The hope we have for the building of the church is in Jesus. The implication of the conclusion is that Jesus will give success to His church. This is a message which is contained in other places in Scripture as well. In Matthew 16:18 Jesus promised Peter, "… I will build my church, and the gates of Hades will not overcome it." The apostle Paul also understood this truth when speaking about the church he told the Corinthians in 1 Corinthians 3:6, that it was God who "…made it grow.”
So once again we see that it is about Jesus. It is about what Jesus wants to do and what Jesus will do to build His church. It seems to me that since we accept that hope, our response must be that we seek Him for His guidance about how to be involved in what He wants to do and that we ask Him to build His church. Jesus will build His church and our hope is in Him. It is about Jesus.
IV. The Mandate
Armed with the message of Jesus, using the methods of Jesus and relying on the miracle of what Jesus will do, we are called to respond to His mandate.
It is interesting that at the point at which they had just observed huge success in their chosen profession; Jesus called them away from that profession to become fishers of men.
Having seen what Jesus could do in their profession, they realized that following Jesus and obeying Him and becoming fishers of men would be even more fulfilling than catching fish. The text tells us that they “left everything and followed him.”

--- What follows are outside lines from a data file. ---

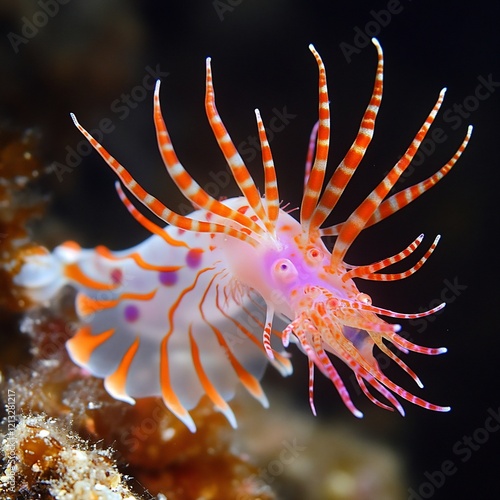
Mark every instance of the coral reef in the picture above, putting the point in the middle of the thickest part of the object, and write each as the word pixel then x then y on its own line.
pixel 45 459
pixel 64 437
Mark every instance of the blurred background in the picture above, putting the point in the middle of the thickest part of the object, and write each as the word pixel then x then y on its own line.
pixel 100 59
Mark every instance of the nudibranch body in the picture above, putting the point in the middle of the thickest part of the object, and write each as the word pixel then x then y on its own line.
pixel 206 302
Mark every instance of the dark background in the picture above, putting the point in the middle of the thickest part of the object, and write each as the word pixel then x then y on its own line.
pixel 90 52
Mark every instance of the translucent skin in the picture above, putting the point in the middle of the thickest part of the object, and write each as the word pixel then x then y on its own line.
pixel 181 314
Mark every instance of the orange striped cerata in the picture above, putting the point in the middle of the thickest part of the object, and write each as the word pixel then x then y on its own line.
pixel 205 303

This is the mandate which Jesus has left with us as well. If it is all about Jesus, as we have seen, then there is nothing that makes more sense than leaving everything to follow Jesus. But what does it mean to leave everything? I do not believe that it means going to the office tomorrow and handing in your resignation. However, it does mean going to Jesus today and submitting your application as a way of telling Him that even though you are a carpenter, or a lawyer or a teacher, the first priority in your life is to be a person who catches people for Him. We have eternal life, but Jesus has left us in mortal life precisely because He has called us to do His work.

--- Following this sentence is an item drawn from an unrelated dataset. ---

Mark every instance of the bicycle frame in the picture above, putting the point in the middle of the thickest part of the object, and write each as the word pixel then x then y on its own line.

In the church in Rosenort, we have been reading Scripture from the Lutheran Liturgy since advent last November. So each Sunday we read a Psalm, an Old Testament reading, a Gospel reading and a New Testament reading. The passages which I used this morning were from the readings assigned to this Sunday. Interestingly they convey concepts which God has been putting in my heart for some time and concepts which he has put in my heart specifically as I have thought about Portage Avenue Church. It is interesting how God does these things.
My heart’s desire in examining these scripture passages has been to lift up Jesus. As we contemplate the message of Jesus I hope that we will be encouraged that it is about Jesus. I hope that we will keep Him at the center of our life. I hope that as we consider how to make His name known we will also remember that we are called to use the methods of Jesus. The promise of Jesus is that if He is lifted up, people will come to Him. He will build His church. So because it is about Jesus, our mandate is to love Jesus in the world and see what He will do.
My hope is that in my life, in your life, in this church it will always be about Jesus.